← Writing index
February 10, 2026 · 12 min read · Yash Chouriya

Building Production RAG Pipelines: Lessons from the Trenches

A RAG demo takes an afternoon. A RAG system that users trust takes months. I learned this the hard way building document-heavy AI products, where a wrong answer isn't a quirky screenshot for social media — it's a real cost for a real user.

This post is a collection of things I wish someone had told me before my first production RAG deployment.


The Demo-to-Production Gap

The naive pipeline everyone starts with looks like this:

  1. Split documents into chunks
  2. Embed the chunks, store vectors
  3. Embed the query, fetch top-k by cosine similarity
  4. Stuff the chunks into the prompt and generate

It works shockingly well on the five documents you test with. Then you load ten thousand real documents and the cracks appear: retrieval pulls the wrong sections, answers cite stale versions, and the model confidently summarizes context that has nothing to do with the question.

Every fix below addresses one of those cracks.


Chunking Is a Product Decision, Not a Preprocessing Step

The most common mistake I see is treating chunking as a fixed constant — chunk_size=1000, overlap=200 — copied from a tutorial.

Chunk boundaries decide what the model can see together. If a medical document has a diagnosis on page 2 and the supporting lab values on page 4, fixed-size chunks guarantee the model never sees both at once.

What works better in practice:

  • Structure-aware splitting. Split on headings, sections, and tables first; only fall back to fixed sizes inside long sections.
  • Parent-child chunks. Embed small chunks (precise retrieval), but hand the model the parent section (full context). This single change fixed more bad answers for me than any model upgrade.
  • Metadata on every chunk. Source, section title, page, document date. You will need it for filtering and for citations.
1def build_chunks(document): 2 for section in split_by_structure(document): 3 parent_id = store_parent(section) 4 for child in sliding_window(section.text, size=400, overlap=80): 5 yield Chunk( 6 text=child, 7 parent_id=parent_id, 8 metadata={ 9 "source": document.source, 10 "section": section.title, 11 "updated_at": document.updated_at, 12 }, 13 )

Retrieval: Cosine Similarity Is Not Enough

Pure vector search fails in two predictable ways: it misses exact identifiers (codes, names, SKUs — embeddings blur them), and it happily returns similar-looking but wrong sections.

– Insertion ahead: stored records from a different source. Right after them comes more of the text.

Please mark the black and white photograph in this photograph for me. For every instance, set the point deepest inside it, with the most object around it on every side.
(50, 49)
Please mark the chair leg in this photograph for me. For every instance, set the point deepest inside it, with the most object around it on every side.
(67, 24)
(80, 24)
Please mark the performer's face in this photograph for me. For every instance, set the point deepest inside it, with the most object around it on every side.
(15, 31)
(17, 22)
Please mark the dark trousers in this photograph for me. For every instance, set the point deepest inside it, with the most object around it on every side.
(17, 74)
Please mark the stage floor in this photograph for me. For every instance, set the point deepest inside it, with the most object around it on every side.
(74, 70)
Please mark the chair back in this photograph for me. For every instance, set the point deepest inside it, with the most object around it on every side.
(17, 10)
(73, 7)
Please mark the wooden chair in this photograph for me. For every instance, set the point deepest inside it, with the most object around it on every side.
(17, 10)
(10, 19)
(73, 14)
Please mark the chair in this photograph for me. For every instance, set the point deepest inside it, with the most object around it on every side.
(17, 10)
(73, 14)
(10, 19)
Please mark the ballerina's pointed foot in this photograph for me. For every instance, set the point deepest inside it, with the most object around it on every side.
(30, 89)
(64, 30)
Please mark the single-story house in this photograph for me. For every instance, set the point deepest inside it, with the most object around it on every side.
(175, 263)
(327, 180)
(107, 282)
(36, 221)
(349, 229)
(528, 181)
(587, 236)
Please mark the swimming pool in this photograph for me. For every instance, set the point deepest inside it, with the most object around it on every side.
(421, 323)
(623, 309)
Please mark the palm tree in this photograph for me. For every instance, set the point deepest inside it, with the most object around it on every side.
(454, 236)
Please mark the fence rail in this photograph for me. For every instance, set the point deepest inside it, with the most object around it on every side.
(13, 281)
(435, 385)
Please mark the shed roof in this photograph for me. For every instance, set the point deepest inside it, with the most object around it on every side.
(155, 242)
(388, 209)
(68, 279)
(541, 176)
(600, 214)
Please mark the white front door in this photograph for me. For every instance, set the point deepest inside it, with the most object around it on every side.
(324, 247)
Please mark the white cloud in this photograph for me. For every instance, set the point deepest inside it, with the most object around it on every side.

The production answer is hybrid retrieval + reranking:

  • Combine vector search with keyword search (BM25 or Postgres full-text) and merge results. With PgVector this lives in one database, one query away.
  • Rerank the merged candidates with a cross-encoder or an LLM scoring pass, then keep the top handful.
1-- PgVector + full-text in one shot, merged in the application layer 2SELECT id, text, 1 - (embedding <=> $1) AS vec_score 3FROM chunks 4WHERE metadata->>'source' = ANY($2) 5ORDER BY embedding <=> $1 6LIMIT 25;

Two practical notes:

  • Filter before you search. Tenant, document set, date range. Most "hallucinations" I debugged were actually retrieval pulling from the wrong corpus.
  • Top-k is a latency and cost dial. Retrieve wide (20–50), rerank hard, pass 3–6 chunks to the model. Stuffing 20 chunks into the prompt makes answers worse, not better — the model anchors on irrelevant context.

The Part Everyone Skips: Evaluation

You cannot improve what you don't measure, and "the answers feel better" is not a measurement.

The minimum viable eval setup:

  1. A golden set. 50–200 real questions with known-correct answers and the chunks that support them. Build it from actual user queries, not invented ones.
  2. Retrieval metrics. Did the right chunk land in the top-k? (Recall@k). This isolates retrieval failures from generation failures — they need different fixes.
  3. Answer grading. An LLM-as-judge comparing generated answers against the golden answers works well enough to catch regressions, as long as a human spot-checks the judge.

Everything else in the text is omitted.